We talk about the possible defence of the EU while the conflict between two NATO allies – Greece and Turkey – is ongoing. Would EU military integration help resolve this?

I cannot imagine a military conflict between Turkey and Greece. The reality is that Greece is part of the European Union and part of NATO, and Turkey is part of NATO and has close cooperation with the EU, although it is not a member state. In case we need to ask Turkey to be a security actor, we could do that because Turkey is a member of NATO.

Another place of conflict, the Sahel, particularly Mali. How great is the danger that money earmarked for peace programmes will end up in the wrong hands?
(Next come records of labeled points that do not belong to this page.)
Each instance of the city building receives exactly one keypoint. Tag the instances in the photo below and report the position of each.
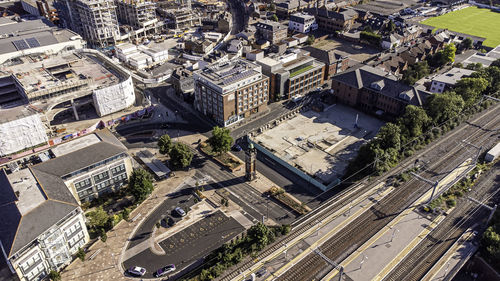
(76, 78)
(231, 91)
(293, 74)
(42, 8)
(89, 166)
(340, 20)
(21, 38)
(137, 18)
(271, 31)
(448, 79)
(376, 91)
(21, 128)
(42, 224)
(95, 20)
(302, 22)
(335, 61)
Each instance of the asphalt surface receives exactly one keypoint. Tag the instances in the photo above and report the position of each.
(188, 246)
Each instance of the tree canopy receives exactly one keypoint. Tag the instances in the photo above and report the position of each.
(140, 184)
(165, 144)
(181, 155)
(220, 140)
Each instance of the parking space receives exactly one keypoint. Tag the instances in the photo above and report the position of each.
(321, 143)
(189, 245)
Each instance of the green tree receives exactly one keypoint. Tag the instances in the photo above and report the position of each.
(165, 144)
(389, 136)
(442, 107)
(140, 184)
(449, 53)
(220, 140)
(97, 218)
(54, 275)
(470, 88)
(310, 40)
(181, 155)
(414, 121)
(80, 254)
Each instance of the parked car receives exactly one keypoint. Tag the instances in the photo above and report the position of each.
(180, 211)
(164, 270)
(137, 271)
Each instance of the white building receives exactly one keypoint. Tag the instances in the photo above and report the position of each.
(42, 224)
(21, 38)
(20, 128)
(302, 22)
(448, 79)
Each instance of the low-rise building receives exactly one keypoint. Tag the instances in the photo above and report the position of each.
(271, 31)
(293, 74)
(376, 91)
(231, 91)
(302, 22)
(335, 61)
(42, 224)
(448, 79)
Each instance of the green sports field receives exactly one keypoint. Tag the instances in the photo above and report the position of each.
(472, 20)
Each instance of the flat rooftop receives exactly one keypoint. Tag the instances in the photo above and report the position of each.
(41, 75)
(27, 190)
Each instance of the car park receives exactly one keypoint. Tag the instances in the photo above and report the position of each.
(164, 270)
(179, 211)
(137, 271)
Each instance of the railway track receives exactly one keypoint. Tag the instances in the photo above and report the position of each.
(421, 259)
(369, 223)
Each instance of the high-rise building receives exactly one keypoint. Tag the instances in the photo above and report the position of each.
(230, 91)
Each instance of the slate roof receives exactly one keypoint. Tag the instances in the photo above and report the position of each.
(366, 76)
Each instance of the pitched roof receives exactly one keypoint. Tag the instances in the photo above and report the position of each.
(366, 76)
(19, 230)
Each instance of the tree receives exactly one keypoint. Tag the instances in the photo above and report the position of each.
(80, 254)
(449, 53)
(140, 184)
(470, 88)
(181, 155)
(467, 43)
(97, 218)
(389, 136)
(54, 275)
(442, 107)
(220, 140)
(414, 121)
(165, 144)
(310, 40)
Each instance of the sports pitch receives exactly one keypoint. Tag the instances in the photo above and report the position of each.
(472, 20)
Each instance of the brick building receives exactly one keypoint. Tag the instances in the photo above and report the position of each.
(229, 92)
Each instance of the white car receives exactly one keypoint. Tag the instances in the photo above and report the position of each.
(137, 271)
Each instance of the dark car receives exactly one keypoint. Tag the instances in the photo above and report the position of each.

We have to be careful. It is a very difficult, complicated matter. I think we have to learn from what we have already done. I will use Afghanistan as an example. The operation in Afghanistan took place with the approval of the United Nations. We left, and the situation is as bad today as it was at the beginning. We must learn the lesson that democracy cannot be built through external military force.

What advice would you give to the new NATO Secretary General? What would be your wish list?

My advice would be to work closely with the member states, to listen to everybody, to keep a cool head, especially when the situation is volatile. Because the Secretary General leads an organisation made up of many countries, you have to be very intelligent and patient. Patience is key.